In the 1950’s!

In the 1950’s, Eno continued to publish Traffic Quarterly and saw the readership expand across the globe. Under President Eisenhower, the Federal Highway Act of 1956 saw the creation of the Interstate System and the first bailout of the Highway Trust Fund—a $359 million “repayable advance” appropriation from the general fund of the Treasury.

Traffic Quarterly Expands

Traffic Quarterly started with a modest mailing list, but when word of its content got around, circulation growth proliferated to include a worldwide mailing list. About 5,000 copies of each issue were circulated without charge to peo­ple professionally concerned with safety, efficiency, discipline and superior performance in all phases of transportation. In the earliest days of the Quarterly, special attention was given to the burgeoning postwar parking problems. The significance of the Eno Foundation’s pioneering achievements in this field is evident in current handbooks on architectural design and traffic engineering. Their tables and diagrams on parking commonly note Eno publication sources. Topics concerned such matters as the design of parking garages and the legal, financial and administrative aspects of parking.

Did you know?

“On June 29, 1956, President Dwight Eisenhower signed the Federal-Aid Highway Act of 1956. The bill created a 41,000-mile “National System of Interstate and Defense Highways” that would, according to Eisenhower, eliminate unsafe roads, inefficient routes, traffic jams and all of the other things that got in the way of ‘speedy, safe transcontinental travel.'”

Source: History.com

Then

Eisenhower Requests First Highway Trust Fund Bailout

On September 9, 1959, the White House announced that President Eisenhower was requesting a bailout of the Highway Trust Fund—a $359 million “repayable advance” appropriation from the general fund of the Treasury. Without it, the Trust Fund would run out of money and be unable to pay its bills in October 1959.

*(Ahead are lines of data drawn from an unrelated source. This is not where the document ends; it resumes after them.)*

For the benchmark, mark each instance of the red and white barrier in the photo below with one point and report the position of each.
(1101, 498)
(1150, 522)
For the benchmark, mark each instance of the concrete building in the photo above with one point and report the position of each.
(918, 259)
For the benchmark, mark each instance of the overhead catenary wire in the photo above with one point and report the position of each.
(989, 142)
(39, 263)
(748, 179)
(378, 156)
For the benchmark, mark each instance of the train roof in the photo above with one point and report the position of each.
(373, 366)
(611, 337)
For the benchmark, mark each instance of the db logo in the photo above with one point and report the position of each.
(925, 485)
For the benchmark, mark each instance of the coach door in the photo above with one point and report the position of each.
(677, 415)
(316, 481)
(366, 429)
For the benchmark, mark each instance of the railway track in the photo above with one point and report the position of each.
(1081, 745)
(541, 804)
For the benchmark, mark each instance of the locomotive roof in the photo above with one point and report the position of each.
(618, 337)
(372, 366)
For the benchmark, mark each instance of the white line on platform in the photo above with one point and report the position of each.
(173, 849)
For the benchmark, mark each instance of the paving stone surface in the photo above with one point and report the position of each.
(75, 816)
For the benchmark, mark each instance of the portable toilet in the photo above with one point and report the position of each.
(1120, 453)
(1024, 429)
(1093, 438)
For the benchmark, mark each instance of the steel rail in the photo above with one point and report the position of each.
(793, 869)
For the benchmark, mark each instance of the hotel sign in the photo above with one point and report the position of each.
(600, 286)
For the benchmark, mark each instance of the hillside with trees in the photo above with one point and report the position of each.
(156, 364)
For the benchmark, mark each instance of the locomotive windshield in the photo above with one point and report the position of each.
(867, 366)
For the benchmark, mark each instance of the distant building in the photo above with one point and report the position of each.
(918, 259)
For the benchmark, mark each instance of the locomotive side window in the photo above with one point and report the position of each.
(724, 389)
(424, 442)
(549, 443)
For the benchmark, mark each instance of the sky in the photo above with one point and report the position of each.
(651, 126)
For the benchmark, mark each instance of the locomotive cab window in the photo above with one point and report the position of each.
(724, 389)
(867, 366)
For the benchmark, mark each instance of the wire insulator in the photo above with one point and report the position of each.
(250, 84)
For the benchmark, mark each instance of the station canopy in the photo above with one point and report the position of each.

To celebrate this inauspicious anniversary, ETW published a series of three in-depth articles, based on original documents from the Eisenhower Presidential Library and the records of the Commerce and Treasury Departments, the Bureau of the Budget, and the House Ways and Means Committee at the National Archives. The articles explore how the Trust Fund was spent into near-insolvency and how Congress and the Eisenhower Administration fixed it.

Now

Today's Federal-Aid Highway Funding

Eno released a paper in October 2019 on how the current formula that distributes over $40 billion per year of federal-aid highway funding to states is badly outdated. Refreshing the Status Quo: Federal Highway Programs and Funding Distribution explained the century-old origins of the current formula and how it slowly mutated starting in the 1980s into a more political algorithm to keep states at their accustomed funding levels after construction of the Interstate Highway System ended. Taking lessons from other federal and local grant programs, both in and out of the transportation field, this paper evaluates eight scenarios for alternative federal highway funding distribution. Two were based on the formulas in the original 1916 highway act and the 2005 SAFETEA-LU law, while four more how states would fare under various needs-based and incentive-based apportionments. The final two scenarios examined restructuring of the federal program structure and matching metrics to goals.